Luego ocurre algo curioso. Al pasar algunos años bajo la barra y haciendo ejercicio físico, la transición de principiante a levantador intermedio hace su efecto. Ya no hay tantos PR’s o “records personales” como suelen llamarles muchas personas. El tiempo de entrenamiento no está disponible siempre, y a medida que sigues avanzando, tu fuerza se convierte en menos poderosa, y las altas y bajas con el entrenamiento comienza aparecer, igual que la frustración.

A medida que esta transición ocurre, la mayoría de los levantadores empiezan a perder la motivación, el propósito y la recompensa del entrenamiento. Todo es como si se desvaneciera poco a poco. El entrenamiento ya toma a formar parte de algo de segunda mano, y la inflamación y los dolores de repente comienzan a ser más pronunciados. Este es el proceso normal del entrenamiento.

Aquí es donde la mayoría de los levantadores deciden retirarse por un tiempo. Esto es realmente desafortunado, porque durante esta transición de intermedio y eventualmente avanzado, es donde realmente se aprenden las lecciones más importantes del entrenamiento y de mantenerse fuerte. Lecciones que van desde la técnica correcta, metodología de programación, hasta la perseverancia y dureza mental. Si te mantienes entrenando durante es delicado proceso, vas a fortalecer tu cuerpo, pero también vas a fortalecer tu mente y tu espíritu a un nivel muy poderoso.

Algo que tengo que mencionar es que cuando hablo de levantadores principiantes, intermedios y avanzados, me refiero específicamente a los años que uno tiene entrenando de forma consecutiva, y esto no tiene nada que ver con la fuerza de la persona. Creo que muchos principiantes (1-3 años de entrenamiento) se encuentran o gozan de una alto nivel de fuerza en comparación con algunos veteranos, y muchas veces suelen considerarse avanzados por este hecho de simple fuerza. Cuando eres principiante y piensas que porque levantas una gran carga ya eres avanzado, estas cometiendo un grave error que te va desilusionar cuando los obstáculos comienzan aparecer.

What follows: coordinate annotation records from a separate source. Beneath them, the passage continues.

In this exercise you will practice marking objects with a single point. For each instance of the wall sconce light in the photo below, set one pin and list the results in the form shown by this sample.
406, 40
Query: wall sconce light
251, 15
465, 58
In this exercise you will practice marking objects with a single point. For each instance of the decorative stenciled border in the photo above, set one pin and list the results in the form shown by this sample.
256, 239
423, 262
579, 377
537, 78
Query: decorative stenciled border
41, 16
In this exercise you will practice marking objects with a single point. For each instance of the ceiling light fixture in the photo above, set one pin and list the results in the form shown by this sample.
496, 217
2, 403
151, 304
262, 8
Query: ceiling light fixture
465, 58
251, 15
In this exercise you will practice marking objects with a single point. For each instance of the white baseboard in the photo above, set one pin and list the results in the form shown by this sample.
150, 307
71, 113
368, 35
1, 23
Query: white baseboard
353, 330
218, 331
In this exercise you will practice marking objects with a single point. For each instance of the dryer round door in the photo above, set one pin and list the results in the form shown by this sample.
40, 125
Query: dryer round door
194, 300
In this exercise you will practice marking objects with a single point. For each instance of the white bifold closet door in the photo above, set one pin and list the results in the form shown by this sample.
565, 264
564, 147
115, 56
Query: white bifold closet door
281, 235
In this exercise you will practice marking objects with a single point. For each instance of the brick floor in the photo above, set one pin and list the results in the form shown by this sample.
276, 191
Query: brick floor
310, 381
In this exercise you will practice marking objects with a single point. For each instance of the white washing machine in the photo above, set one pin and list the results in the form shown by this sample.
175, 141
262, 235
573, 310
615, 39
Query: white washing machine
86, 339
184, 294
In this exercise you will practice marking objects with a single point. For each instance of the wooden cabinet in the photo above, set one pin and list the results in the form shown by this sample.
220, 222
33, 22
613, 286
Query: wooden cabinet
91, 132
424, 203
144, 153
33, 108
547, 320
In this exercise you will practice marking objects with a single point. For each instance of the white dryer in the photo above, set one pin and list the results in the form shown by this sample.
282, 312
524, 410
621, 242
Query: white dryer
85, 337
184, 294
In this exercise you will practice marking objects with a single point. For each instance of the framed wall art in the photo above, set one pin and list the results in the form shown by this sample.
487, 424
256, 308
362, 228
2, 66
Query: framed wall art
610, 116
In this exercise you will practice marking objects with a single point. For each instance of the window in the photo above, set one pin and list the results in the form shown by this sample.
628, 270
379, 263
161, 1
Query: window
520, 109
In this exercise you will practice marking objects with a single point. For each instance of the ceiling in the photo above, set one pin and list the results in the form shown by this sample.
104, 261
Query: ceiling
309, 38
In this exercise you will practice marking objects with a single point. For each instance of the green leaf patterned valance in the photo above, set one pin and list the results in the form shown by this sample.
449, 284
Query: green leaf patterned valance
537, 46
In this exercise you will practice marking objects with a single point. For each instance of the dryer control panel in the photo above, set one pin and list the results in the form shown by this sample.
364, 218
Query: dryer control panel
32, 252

Ahora bien, cómo continuar progresando como levantador serio cuando la vida se vuelve dura, el progreso es lento, cuando el estrés abunda por todos lados y tu motivación anda por el piso? Aquí es donde la DISCIPLINA entre en juego. Algo de lo que hablo mucho en mis artículos. La disciplina no se mantiene en las mismas variables que la motivación, interés y excitación. La disciplina se puede mantener cuando las otras piezas del rompecabezas están en desorden o cuando las cosas no son tan fáciles con tu vida. Este valor de la disciplina fortalece otras áreas de tu vida más allá del simple entrenamiento, y personalmente creo que si practicas la disciplina del ejercicio físico, va afectar positivamente tu vida entera. Como dije anteriormente, te va a fortalecer la mente y el espíritu a un nivel superior. Esto se llama fuerza.

Así que recuerda siempre: disciplina sobre motivación. Este es el secreto para progresar.